Those interested in a career as a registered radiologic technologist should look into associate’s degree programs in radiography. Preparing x-rays and other images for diagnosing and treating medical issues is the role that these professionals play.
Associate of Applied Science (A.A.S.) Degree Programs in Radiography
Students enrolled in an associate’s degree program in radiography receive training in the performance of various professional tasks, including the administration of diagnostic imaging procedures such as x-rays, maintenance of inpatient records, and creation of work schedules. Students can also use the program to prepare for the American Registry of Radiologic Technologists (ARRT) exam.
Apart from classroom instruction, supervised training is commonly imparted to students in clinical settings, such as health centers and area hospitals. This degree program typically spans two years.
Admission criteria typically require applicants to hold a GED certificate or high school diploma in addition to submitting college and/or high school grades and transcripts related to select developmental courses taken in college or high school, including English, science, and math.
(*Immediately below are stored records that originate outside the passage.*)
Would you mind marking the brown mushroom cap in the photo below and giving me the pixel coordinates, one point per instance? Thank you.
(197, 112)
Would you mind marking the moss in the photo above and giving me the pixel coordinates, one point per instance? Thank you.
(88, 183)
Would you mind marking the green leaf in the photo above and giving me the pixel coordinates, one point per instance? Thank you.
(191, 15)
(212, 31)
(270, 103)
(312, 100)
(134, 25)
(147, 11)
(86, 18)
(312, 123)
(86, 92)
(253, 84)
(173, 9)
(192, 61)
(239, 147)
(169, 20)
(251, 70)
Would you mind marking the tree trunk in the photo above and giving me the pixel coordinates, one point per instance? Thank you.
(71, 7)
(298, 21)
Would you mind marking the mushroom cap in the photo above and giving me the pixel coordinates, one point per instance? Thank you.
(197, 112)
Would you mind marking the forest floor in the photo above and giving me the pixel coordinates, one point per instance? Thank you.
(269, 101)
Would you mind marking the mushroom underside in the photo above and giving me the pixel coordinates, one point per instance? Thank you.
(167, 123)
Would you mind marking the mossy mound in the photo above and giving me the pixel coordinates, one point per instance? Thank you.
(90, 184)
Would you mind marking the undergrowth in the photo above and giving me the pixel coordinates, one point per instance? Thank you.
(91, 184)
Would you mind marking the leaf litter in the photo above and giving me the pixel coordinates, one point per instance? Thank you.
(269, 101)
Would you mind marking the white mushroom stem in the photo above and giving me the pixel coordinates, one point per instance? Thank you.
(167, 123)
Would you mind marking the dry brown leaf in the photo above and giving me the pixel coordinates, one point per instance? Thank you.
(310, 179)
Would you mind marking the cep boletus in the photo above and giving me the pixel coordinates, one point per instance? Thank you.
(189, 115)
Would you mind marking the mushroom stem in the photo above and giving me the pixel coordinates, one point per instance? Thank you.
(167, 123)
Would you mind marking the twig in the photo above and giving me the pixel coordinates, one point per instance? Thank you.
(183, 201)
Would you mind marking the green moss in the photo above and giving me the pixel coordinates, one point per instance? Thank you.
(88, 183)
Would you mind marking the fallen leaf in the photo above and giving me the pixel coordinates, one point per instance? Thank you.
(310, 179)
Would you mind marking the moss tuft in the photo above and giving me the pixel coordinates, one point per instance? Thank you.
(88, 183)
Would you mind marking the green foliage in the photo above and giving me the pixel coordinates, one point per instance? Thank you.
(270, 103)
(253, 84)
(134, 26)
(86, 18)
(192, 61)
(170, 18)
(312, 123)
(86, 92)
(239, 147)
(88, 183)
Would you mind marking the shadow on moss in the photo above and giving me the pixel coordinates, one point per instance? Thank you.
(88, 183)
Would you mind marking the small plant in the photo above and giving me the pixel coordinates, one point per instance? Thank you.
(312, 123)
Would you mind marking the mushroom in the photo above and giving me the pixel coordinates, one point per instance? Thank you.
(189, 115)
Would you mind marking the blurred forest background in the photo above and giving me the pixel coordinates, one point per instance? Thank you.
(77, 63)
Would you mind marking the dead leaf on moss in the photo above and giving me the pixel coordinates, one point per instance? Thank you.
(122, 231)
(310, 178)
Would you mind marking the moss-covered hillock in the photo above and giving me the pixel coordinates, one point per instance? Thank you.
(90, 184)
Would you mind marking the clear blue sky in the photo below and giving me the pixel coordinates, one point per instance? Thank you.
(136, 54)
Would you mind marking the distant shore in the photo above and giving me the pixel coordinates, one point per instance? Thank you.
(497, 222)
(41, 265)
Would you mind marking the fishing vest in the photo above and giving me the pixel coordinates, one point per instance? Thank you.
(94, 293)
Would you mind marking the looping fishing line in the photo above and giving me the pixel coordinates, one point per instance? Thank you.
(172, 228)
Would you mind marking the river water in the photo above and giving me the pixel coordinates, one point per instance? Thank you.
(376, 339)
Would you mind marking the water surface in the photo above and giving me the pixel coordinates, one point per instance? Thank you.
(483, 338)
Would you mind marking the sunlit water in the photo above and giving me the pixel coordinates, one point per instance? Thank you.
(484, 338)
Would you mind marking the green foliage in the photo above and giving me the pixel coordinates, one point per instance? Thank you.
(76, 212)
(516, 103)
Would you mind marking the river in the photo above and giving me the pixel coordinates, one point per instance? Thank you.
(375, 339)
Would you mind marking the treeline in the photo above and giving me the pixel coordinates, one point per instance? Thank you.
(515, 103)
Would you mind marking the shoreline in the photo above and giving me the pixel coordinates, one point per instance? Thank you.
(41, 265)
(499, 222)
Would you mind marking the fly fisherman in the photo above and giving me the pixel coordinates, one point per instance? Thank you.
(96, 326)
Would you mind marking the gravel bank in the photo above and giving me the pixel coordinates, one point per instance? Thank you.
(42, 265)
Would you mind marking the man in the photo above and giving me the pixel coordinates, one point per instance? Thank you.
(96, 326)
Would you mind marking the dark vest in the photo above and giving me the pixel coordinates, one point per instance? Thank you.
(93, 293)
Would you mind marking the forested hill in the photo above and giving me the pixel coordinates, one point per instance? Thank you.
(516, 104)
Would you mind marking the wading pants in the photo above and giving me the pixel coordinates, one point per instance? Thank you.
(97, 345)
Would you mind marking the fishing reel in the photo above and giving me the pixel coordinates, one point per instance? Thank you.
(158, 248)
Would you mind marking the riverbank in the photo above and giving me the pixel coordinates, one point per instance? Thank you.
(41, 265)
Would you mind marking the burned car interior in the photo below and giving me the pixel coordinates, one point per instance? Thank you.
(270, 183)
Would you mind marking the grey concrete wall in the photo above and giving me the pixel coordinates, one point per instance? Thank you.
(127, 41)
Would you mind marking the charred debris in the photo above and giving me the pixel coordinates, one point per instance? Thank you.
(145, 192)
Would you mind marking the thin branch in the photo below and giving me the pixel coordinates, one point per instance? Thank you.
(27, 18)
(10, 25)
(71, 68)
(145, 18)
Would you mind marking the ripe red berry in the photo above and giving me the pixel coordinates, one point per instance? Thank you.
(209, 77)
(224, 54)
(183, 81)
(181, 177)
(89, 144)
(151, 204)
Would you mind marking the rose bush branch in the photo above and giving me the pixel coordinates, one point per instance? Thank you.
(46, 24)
Apart from general education courses, coursework in the associate’s degree program may include core courses that include the following topic areas:
Job and Wage Outlook
A high job growth rate of 17% has been predicted for radiologic technologists and technicians during the period from 2008 to 2018 (U.S. Bureau of Labor Statistics (BLS)); specialization in different imaging technologies, such as computed tomography (CT) scanning and mammography, can give these professionals a competitive edge in the job market. In 2011, radiographers earned an average hourly wage ranging between $16.62 and $28.35 in the 10th–90th percentiles (BLS).
Certification and Continuing Education Choices
Biannual completion of 24 hours of continuing education will help radiologic technologists acquire voluntary certification (ARRT). Certification is also available in an array of radiology specializations, such as sonography, magnetic resonance imaging (MRI), and mammography. Passage of the exam in another discipline every alternate year and the acquisition of a designated number of continuing education credits is usually needed in order to renew licensure.